Do you guys know what's the cause?
The logic for detecting whether an .exe file is FRED or not failed. I'll look into it once I'm done with mod creation since that's more or less a requirement for launch testing.
If I haven't missed anything, I suspect it's currently lacking a bunch of elements before the web-based UI can be completed.
I usually add the required functions/methods whenever I need them. For example, I added the settings related functions when I did the settings screen and I will add more functions while working on the development tab.
It's nice that you're interested in Knossos' JS API but I'm not sure if the things you've been experimenting with are going to be useful.
The first was injecting more than one object through the QtWebChannel in web.py.
I don't think we need more than one object unless it makes sense to seperate the API methods into different namespaces. Renaming fs2mod to knossos makes sense.
Then I provided not only functions, but also object properties, through the JS API:
I'm not sure how that would be useful and I don't think it works with QtWebKit.
Now I feel like trying to wrap UI interactions into Promises, and tasks such as downloads and unpacking into ProgressEvent, then see what comes out of it
(I'm thinking about validation of the user input, error handling directly in the web UI if something fails, nicer JS code, and progress bars integrated with the rest of UI...)
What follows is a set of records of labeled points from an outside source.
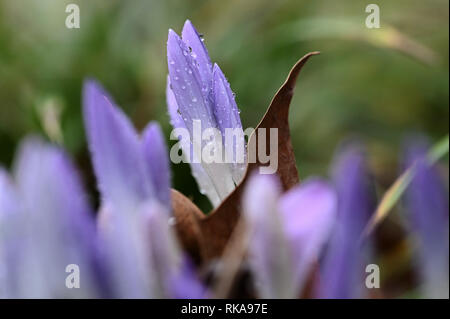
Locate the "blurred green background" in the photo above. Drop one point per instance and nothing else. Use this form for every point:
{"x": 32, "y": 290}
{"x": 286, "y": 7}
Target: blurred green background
{"x": 378, "y": 84}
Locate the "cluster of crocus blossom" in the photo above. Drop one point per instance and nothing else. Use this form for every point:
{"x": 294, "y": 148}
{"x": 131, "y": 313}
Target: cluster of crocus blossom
{"x": 130, "y": 249}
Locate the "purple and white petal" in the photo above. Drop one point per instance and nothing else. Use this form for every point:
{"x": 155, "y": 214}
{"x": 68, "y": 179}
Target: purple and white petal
{"x": 199, "y": 54}
{"x": 157, "y": 163}
{"x": 269, "y": 255}
{"x": 227, "y": 117}
{"x": 204, "y": 182}
{"x": 187, "y": 85}
{"x": 344, "y": 263}
{"x": 309, "y": 213}
{"x": 115, "y": 148}
{"x": 58, "y": 227}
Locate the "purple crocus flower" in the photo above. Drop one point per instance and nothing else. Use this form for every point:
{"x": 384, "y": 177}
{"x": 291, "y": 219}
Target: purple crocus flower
{"x": 343, "y": 265}
{"x": 46, "y": 226}
{"x": 198, "y": 91}
{"x": 287, "y": 232}
{"x": 427, "y": 203}
{"x": 134, "y": 181}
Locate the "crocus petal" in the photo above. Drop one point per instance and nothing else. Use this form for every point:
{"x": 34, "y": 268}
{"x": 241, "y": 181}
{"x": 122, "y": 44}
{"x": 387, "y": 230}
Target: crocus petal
{"x": 343, "y": 267}
{"x": 9, "y": 234}
{"x": 194, "y": 104}
{"x": 227, "y": 117}
{"x": 157, "y": 162}
{"x": 198, "y": 53}
{"x": 9, "y": 203}
{"x": 269, "y": 255}
{"x": 164, "y": 250}
{"x": 308, "y": 213}
{"x": 58, "y": 227}
{"x": 128, "y": 253}
{"x": 187, "y": 84}
{"x": 203, "y": 180}
{"x": 115, "y": 148}
{"x": 427, "y": 203}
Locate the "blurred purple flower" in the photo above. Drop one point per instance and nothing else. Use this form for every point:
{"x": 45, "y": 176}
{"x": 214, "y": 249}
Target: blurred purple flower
{"x": 342, "y": 270}
{"x": 287, "y": 232}
{"x": 134, "y": 181}
{"x": 198, "y": 90}
{"x": 427, "y": 203}
{"x": 46, "y": 225}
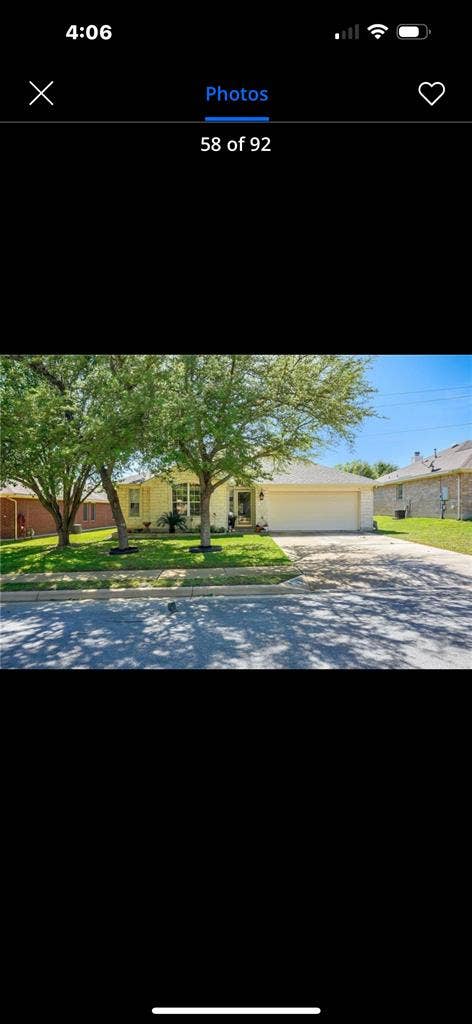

The existing JS interaction is already callback based; you could use Promises by rewriting the call() function in html/js/modlist.js but that would just add more code (unless I misunderstood you).
Error handling rarely happens directly in the JS code since most errors happen in Python code and then are displayed either using a message box or once again in the web UI.
Progress bars for downloading and unpacking are already implemented and the ProgressEvent is completely unrelated to that.
EDIT: @ngld: If I understand correctly, "self.onMyPropChange.emit(self.__myProp)" houldn't be necessary, but somehow notify=onMyPropChange gets ignored. Any idea ?
I don't know since I haven't used PyQt properties before. You have two getters in your example, maybe correcting that helps?
I'm trying to keep the JS API as simple as reasonable since it reduces the chance that (hard to debug) errors related to it occur. Those errors can be especially annoying when QtWebKit is used because it tends to segfault whenever something unexpected happens.